Last night I gave the first three campaign missions in Halo 2 a whirl after having let my case catch dust for awhile. And I gotta admit, the differences I noticed kind of depressed me.
The thing that really struck me was that the Friendly Marines I picked up along the way during my battles were actually actively useful in fights, even on the heroic difficulty. Marines could frequently pull off head shots and put up a great enough volume of fire that a couple of them could help you bring an Elites shields down. Given a sniper or beam rifle, I could trust a Marine to occasionally take out an Elite every so often. I could even trust the Marines to be able to sucessfully drive a warthog around in combat as I either manned the gun or got into a highjacked Ghost. When I jumped onto the Scarab in the end of the Mombasa mission, I realized one reason I was able to fight the elites was because the Marines on the walk ways were distracting the Elites with long range BR fire.
At not point during the entire Halo Reach campaign did I think that entire Squads of Army troopers, or all of Noble Team were as useful to me in combat as 2-3 of those Halo 2 Marines were. In Reach you could never trust a member of Noble Team or a trooper to drive. It’d be suicidal. They might as well have gone back to Halo CE when the Marines weren’t programmed to drive a Warthog.

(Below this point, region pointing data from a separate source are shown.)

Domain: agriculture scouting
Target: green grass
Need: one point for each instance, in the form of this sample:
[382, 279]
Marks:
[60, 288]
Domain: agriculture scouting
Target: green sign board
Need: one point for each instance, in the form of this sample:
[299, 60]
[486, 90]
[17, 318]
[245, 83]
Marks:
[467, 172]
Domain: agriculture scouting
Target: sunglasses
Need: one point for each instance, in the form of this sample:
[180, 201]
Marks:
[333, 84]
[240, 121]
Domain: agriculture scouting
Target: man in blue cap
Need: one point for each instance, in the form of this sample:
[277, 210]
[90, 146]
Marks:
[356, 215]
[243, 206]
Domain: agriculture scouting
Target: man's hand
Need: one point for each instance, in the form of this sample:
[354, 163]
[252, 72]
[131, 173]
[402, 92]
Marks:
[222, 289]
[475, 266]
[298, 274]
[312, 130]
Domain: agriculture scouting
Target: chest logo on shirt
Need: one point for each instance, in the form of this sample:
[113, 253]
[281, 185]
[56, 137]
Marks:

And combat dialogue the Marines in Halo 2 had. They’d say snappy, somewhat cheesy but at least memorable things in combat. They were responsive to things that happened around them in combat. Commenting when that jackal sniper got taken out, letting me know it was clear to move on. Making note of a head shot. Reacting very strongly to taking damage. Or when I exchanged a weapon with them. If I gave them a power weapon the Marines would be quite happy and visibly grin. If I gave them a weaker weapon they’d complain, forming an obvious frown. They’d have a wide range of different voices, allowing you to recognize different Marines just by listening to them in action.
This last bit might seem like a minor point, but one of the things that initially made me fall in love with Halo was the combat dialogue your allies shared with you. It was interesting and was so relevant to the situation that listening to it actually might be advantageous in combat. The Troopers and Noble Team talked, yes…but I can’t remember any kind of memorable thing they ever said. Nor could I really tell the difference between any of them in combat by listening to them.
Certainly nothing like that one Marine I was hiding behind a barricade with as we were pinned down by a swarm of Covenant space bugs armed with death rays. He looked over to me, a 7 foot armored cyborg and philosophically noted “Toto, I don’t think we’re in Kansas anymore”.
I’m not trying to be super nostalgic here, but as much as Halo 2 didn’t completley meet many of it’s promises, the stuff that it did do right it did phenomenally well. If there was anything I’d personally be looking for in Halo 4, it’d be that kind of verisimilitude and closeness that you shared with your AI allies in Halo 2. I don’t want a cast of half a dozen named NPC’s with melodramatic cinematics telling me they’re my trusted battle brothers and sisters, only for them to be nothing more than uncharacterized bullet sponges ingame.